Há esperança para Humanidade, pois Cuba e Fidel Castro já não estão sós, com eles marcham o Comandante Hugo Chávez Frías e a Venezuela bolivariana, Evo Morales e a Bolívia do MAS e indígena, Rafael Correa e o Equador antiimperialista, Néstor Kirchner e a argentina nacionalista, e sem dúvida alguma, nestes mais de quarenta anos de resistência heróica e avanço revolucionário, o Comandante Manuel Marulanda Vélez e as FARC-EP fazeram valer as palavras de Che Guevara, em sua histórica mensagem a Tricontinental, em 1966, quando afirma que:
“(...) dadas sus características similares, la lucha en América adquirirá, en su momento, dimensiones continentales. Será escenario de muchas grandes batallas dadas por la humanidad para su liberación. En el marco de esa lucha de alcance continental, las que actualmente se sostienen en forma activa son sólo episodios, pero ya han dado los mártires que figurarán en la historia americana como entregando su cuota de sangre necesaria en esta última etapa de la lucha por la libertad plena del hombre. Allí figurarán los nombres del comandante Turcios Lima, del cura Camilo Torres, del comandante Fabricio Ojeda, de los comandantes Lobatón y Luis de la Puente Uceda, figuras principalísimas en los movimientos revolucionarios de Guatemala, Colombia, Venezuela y Perú. Pero la movilización activa del pueblo crea sus nuevos dirigentes: César Montes y Yon Sosa levantan la bandera en Guatemala, Fabio Vázquez y Marulanda lo hacen en Colombia, Douglas Bravo en el occidente del país y Américo Martín en El Bachiller, dirigen sus respectivos frentes en Venezuela.”
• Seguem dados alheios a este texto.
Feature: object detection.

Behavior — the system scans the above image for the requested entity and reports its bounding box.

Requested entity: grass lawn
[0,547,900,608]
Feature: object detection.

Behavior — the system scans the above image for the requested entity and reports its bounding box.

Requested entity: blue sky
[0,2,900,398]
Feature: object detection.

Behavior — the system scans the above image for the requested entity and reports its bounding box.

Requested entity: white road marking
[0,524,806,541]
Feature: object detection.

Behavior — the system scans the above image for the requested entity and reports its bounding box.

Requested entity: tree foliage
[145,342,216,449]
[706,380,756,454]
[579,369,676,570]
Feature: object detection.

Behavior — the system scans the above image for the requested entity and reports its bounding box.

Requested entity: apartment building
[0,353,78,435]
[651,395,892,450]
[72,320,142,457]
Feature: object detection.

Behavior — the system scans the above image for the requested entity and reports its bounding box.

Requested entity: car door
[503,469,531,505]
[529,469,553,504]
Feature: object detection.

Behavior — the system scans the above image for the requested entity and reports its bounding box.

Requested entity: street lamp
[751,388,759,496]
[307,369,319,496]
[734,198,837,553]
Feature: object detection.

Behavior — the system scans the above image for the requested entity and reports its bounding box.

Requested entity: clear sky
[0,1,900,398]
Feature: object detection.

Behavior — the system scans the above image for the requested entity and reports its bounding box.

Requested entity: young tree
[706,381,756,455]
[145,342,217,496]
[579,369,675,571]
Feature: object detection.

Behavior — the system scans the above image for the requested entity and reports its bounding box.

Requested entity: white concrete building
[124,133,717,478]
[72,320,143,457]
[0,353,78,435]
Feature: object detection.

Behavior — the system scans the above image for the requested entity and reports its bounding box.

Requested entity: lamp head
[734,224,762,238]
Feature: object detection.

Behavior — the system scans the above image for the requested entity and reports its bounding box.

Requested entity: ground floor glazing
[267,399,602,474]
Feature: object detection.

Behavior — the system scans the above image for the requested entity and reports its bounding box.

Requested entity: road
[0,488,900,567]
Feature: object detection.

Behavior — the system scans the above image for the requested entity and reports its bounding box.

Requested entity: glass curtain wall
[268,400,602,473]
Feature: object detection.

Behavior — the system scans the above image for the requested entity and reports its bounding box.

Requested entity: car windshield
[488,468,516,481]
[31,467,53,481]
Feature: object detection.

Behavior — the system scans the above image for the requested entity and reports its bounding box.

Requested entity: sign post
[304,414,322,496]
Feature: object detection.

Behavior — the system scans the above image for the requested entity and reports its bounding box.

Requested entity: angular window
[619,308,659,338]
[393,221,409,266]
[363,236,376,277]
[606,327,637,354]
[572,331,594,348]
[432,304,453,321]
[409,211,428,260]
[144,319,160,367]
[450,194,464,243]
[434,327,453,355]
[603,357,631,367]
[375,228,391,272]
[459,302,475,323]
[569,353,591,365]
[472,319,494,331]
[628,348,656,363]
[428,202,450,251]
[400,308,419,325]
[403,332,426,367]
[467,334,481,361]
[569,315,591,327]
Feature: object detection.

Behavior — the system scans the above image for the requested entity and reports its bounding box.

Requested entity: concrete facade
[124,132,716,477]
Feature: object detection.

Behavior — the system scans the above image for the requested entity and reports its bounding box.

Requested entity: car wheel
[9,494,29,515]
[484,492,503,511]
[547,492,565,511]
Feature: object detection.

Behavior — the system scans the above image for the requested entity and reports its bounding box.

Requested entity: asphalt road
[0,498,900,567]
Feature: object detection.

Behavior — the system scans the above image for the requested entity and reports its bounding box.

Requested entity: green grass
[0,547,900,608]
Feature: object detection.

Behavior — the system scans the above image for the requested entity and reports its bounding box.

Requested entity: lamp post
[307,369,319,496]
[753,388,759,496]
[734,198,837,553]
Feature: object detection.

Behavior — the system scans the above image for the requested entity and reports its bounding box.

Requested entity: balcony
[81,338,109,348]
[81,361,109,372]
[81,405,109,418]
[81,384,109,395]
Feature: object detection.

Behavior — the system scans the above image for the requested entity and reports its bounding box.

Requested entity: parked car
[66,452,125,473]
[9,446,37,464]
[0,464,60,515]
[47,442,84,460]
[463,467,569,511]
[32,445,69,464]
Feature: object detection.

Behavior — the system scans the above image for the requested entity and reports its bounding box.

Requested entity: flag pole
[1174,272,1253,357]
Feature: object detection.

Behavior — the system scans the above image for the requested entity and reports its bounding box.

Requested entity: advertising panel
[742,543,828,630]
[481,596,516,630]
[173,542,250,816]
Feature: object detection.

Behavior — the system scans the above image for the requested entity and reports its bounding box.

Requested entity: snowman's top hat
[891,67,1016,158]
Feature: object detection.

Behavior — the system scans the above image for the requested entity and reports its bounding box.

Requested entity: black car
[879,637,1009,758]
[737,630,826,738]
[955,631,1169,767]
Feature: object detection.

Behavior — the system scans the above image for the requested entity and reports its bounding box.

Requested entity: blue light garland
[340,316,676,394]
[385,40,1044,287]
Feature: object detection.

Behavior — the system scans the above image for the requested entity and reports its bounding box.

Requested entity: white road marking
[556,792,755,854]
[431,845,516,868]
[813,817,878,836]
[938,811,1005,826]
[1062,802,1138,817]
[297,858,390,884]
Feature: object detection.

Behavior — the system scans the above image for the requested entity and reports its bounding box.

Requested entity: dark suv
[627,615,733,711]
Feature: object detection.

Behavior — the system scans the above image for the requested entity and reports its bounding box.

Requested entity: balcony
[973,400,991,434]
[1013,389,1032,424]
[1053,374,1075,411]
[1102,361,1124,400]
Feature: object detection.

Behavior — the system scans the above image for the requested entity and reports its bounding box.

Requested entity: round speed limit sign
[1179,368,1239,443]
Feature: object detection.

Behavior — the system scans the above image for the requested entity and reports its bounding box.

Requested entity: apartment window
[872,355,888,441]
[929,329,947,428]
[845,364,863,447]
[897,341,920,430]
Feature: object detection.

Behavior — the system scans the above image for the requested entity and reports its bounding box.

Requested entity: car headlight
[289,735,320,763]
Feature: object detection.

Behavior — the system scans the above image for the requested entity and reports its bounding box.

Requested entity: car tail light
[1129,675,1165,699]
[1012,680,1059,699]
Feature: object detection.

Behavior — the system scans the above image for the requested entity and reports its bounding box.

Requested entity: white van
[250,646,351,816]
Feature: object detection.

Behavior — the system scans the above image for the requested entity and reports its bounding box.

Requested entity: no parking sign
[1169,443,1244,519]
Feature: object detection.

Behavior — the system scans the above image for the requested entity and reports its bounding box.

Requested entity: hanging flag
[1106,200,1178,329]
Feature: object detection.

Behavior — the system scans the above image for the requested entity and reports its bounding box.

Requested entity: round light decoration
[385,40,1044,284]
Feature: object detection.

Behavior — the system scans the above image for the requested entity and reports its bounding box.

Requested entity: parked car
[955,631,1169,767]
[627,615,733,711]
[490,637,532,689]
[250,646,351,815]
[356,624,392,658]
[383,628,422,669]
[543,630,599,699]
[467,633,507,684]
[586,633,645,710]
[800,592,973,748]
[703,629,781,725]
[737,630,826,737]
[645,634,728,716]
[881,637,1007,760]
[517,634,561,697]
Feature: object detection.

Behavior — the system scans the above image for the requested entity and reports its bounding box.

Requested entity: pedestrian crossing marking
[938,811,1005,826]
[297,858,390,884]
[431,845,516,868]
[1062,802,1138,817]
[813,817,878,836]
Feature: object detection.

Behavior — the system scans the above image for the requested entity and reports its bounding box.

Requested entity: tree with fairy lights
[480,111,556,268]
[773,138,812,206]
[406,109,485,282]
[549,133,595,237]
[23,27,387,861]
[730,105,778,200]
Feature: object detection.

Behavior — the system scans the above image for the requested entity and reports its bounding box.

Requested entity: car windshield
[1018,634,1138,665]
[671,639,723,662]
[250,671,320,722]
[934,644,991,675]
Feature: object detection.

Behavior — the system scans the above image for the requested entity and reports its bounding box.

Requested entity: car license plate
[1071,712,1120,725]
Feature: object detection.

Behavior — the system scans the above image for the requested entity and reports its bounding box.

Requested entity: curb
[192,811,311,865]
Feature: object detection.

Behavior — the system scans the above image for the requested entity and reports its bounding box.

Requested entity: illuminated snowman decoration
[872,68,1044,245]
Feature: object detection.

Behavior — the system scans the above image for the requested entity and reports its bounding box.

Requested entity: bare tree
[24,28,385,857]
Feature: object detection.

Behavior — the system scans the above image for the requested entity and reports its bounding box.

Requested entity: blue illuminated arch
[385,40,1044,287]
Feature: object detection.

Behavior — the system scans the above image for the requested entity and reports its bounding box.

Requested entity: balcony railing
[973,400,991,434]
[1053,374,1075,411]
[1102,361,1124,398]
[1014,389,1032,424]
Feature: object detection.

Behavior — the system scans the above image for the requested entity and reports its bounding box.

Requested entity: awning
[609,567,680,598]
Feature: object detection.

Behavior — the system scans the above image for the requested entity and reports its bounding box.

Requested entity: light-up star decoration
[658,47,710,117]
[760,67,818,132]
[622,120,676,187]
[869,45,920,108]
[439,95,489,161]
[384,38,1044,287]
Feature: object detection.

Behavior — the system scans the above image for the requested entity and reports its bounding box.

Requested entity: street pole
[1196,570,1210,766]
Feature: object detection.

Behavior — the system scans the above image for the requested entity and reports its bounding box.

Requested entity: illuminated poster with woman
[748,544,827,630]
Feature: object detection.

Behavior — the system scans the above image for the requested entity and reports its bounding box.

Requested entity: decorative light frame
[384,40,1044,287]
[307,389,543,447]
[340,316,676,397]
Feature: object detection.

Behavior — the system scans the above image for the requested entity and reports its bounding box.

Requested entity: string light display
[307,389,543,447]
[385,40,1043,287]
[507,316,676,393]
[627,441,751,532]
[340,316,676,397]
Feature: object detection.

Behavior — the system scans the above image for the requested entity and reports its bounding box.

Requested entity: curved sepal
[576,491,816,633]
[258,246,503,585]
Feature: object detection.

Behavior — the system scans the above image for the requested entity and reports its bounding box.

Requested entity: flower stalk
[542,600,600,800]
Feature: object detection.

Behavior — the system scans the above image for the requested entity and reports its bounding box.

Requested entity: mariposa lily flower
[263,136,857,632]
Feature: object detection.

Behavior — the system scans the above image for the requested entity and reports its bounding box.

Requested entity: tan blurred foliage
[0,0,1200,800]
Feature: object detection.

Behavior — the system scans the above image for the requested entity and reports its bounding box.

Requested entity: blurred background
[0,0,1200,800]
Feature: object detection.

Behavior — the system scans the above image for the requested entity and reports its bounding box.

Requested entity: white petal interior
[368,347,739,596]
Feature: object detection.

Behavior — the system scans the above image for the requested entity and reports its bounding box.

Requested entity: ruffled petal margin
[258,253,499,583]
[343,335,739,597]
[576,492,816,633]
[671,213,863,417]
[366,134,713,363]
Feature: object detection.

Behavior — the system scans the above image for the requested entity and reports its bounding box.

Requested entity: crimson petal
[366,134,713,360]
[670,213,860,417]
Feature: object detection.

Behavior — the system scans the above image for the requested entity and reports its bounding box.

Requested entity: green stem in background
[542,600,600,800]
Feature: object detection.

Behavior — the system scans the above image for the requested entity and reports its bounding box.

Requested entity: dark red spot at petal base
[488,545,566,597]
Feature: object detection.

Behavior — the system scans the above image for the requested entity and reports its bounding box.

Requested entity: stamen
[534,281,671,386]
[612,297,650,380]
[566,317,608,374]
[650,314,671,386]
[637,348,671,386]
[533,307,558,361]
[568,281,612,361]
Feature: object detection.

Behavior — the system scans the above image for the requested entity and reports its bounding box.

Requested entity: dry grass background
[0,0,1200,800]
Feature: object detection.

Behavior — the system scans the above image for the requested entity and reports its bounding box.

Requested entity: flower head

Se há esperança para povo colombiano, para a Colômbia, para Gran Colômbia, para nossa América e para a humanidade, estão presentes nesta luta os ideais e exemplo de Simón Bolívar, José Martí, Che Guevara. E nestes termos o Capítulo Brasil da Coordenadora Continenal Bolivariana declara todo seu apoio e solidariedade a luta do povo colombiano e as FARC-EP, seu estado maior e comandante máximo Manuel Marulanda, ao Canje Humanitário, ao Acordo de Paz, ao Reconhecimento das FARC-EP como força beligerante, ante a ONU e a Convenção de Genebra! Conclama todas aos organizações, movimentos e partidos revolucionários a não medir esforços e aprofundarem esta solidariedade e apoio até as últimas consequências, até a vitória final!
Viva a Luta do Povo Colombiano!
Viva as FARC-EP!
Viva os ideais de Bolívar da Gran Colômbia!